The works were put on public display in Norwich Castle Museum in the 1880s, but were not exhibited further afield until the beginning of the 21st century, with a major exhibition at the Tate Gallery in London.
If the Norwich School painters’ fame remained largely local, the same cannot be said for two of the region’s artistic titans, Sir Alfred Munnings and Edward Seago.
Munnings was boron in 1878 in Mendham in Suffolk, and at the age of 14 was apprenticed to a Norwich printer, designing and drawing advertising posters. In his spare time he attended the Norwich School of Art (now the Norwich University of the Arts), and despite losing the sight in his right eye in an accident in 1898, he continued to paint.
Posted to an equestrian unit during the First World War, he discovered a love of painting horses which would remain with him for the rest of his life. He ended up as president of the Royal Academy of the Arts, and in his later years railed against modernism, claiming that the works of Cézanne, Matisse and Picasso had corrupted art. He died in 1959, and his ashes were interred at St Paul’s Cathedral.
Edward Seago was born in Norwich in 1910, the son of a coal merchant. He attended Norwich School, and was a largely self-taught artist (although he did receive advice from Munnings). At the age of 18 he ran away with the circus, and toured the UK and Europe for several years.
Much like Munnings, it was war which focussed Seago’s artistic mind. With the outbreak of World War Two, he was commissioned into the Royal Engineers and given the job of developing camouflage techniques. After the war he continued to paint in both oils and watercolours: landscapes, seascapes, street scenes, gardens and portraits.
Seago’s biggest patron was the Queen Mother, who owned many of his works.

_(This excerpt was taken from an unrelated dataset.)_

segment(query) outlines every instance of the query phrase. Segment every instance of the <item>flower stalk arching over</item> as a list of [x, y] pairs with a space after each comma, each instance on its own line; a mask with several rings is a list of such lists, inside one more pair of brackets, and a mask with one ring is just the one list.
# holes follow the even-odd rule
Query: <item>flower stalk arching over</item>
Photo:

On his death in 1974, Seago instructed that one third of the paintings in his Norwich studio should be destroyed; only around 300 oil paintings remain, although there are substantially more watercolours.
Works from the Norwich School, as well as those by artists such as Munnings and Seago, continue to be much sought after in the saleroom. Keys’ East Anglian Art Sales have become the most important auctions of such works, and are acknowledged amongst both collectors and dealers as the main event for sourcing East Anglian art.